A alienação era um valor real numa economia industrial. Os trabalhadores perderam contato com o que produziam, o sentido e a realização do seu trabalho. Mas eles ainda tinham mão de obra para vender. Suas mãos, sua habilidade e seu esforço físico ainda eram necessários. Na economia do conhecimento, a mente é a força de trabalho. Se a conexão com ele for perdida, a pessoa não apenas se sentirá alienada do produto, mas também perderá totalmente a capacidade de produzi-lo.

É reconfortante deixar a máquina pensar enquanto você ainda sente que está trabalhando ou, pelo menos, concluindo as tarefas mecanicamente. Mas é no contato cognitivo que reside a essência desses movimentos. Se for omitido, o resultado não reflete a nossa personalidade. Não reflecte o nosso julgamento, os nossos instintos, o contexto que só nós podemos fornecer. É um trabalho que nos convém exclusivamente e não é um trabalho do qual nos desfazermos.

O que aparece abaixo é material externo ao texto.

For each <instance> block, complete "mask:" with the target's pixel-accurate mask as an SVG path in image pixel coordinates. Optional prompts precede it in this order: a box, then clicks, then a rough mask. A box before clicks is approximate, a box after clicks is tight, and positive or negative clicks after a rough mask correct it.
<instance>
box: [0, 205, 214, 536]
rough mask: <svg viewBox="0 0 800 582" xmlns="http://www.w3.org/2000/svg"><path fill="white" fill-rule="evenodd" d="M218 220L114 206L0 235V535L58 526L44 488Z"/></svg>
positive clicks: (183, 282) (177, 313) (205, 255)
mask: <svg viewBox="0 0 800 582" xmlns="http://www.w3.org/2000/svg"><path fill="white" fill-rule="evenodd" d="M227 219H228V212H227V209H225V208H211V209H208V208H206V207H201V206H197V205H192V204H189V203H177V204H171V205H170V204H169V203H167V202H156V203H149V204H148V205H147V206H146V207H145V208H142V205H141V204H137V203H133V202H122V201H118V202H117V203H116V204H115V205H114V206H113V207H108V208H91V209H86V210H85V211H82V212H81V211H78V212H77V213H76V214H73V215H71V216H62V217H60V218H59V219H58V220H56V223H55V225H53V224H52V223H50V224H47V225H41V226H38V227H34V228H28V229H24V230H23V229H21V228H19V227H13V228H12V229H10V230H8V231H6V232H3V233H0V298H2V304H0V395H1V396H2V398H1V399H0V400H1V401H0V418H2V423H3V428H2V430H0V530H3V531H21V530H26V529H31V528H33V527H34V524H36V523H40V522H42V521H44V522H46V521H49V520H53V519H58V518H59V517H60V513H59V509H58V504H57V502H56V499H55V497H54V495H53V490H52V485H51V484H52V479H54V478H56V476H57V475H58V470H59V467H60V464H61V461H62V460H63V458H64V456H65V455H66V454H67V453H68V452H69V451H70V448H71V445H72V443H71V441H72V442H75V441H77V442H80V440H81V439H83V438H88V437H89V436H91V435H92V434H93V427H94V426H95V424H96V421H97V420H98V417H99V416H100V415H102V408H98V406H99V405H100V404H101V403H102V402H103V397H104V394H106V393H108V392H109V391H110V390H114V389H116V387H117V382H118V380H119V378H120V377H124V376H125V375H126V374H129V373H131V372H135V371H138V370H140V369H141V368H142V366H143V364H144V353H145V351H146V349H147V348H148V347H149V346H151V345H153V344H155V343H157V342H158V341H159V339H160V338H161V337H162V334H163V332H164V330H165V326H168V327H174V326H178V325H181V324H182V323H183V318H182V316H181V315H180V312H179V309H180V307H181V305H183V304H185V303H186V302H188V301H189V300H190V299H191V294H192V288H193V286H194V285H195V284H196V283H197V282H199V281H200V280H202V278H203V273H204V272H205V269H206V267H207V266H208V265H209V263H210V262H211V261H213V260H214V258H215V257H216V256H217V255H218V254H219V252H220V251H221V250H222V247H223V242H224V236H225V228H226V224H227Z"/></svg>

A inteligência artificial captura o pensamentoMichael Dwyer – AP

Uma alternativa em que a inteligência artificial nos dá capacidade de tomar decisões está ao nosso alcance. Mas é preciso intenção e disciplina. A tentação é deixar sempre essas eloquentes máquinas pensantes irem mais longeanalisar as implicações antes de poder formar sua própria opinião. Ceder a essa tentação ameaça distanciá-lo ainda mais de seus próprios pensamentos, seu bem mais precioso.

Se a separação funcionar, você deverá notar algo mudando em seu dia. Não mais produção, mas simplicidade mais rápida. Mais tempo é gasto pensando no que realmente importa. A Era Industrial media a produtividade em unidades por hora. É o critério mais importante na economia do conhecimento tempo de percepção (TTI). com que rapidez você chega ao entendimento que impulsiona o progresso.

Se, por outro lado, você vivencia um apego ao carro desconectado do que você produz, então a divisão está trabalhando contra você.

Isto a divisão do trabalho cria eficiência. Não causa necessariamente alienação do próprio pensamento.. Bem utilizado, cria espaço para a engenhosidade humana.

A máquina cuida da resistência operacional. E fico aqui me perguntando o que tudo isso significa e o que devemos fazer a respeito.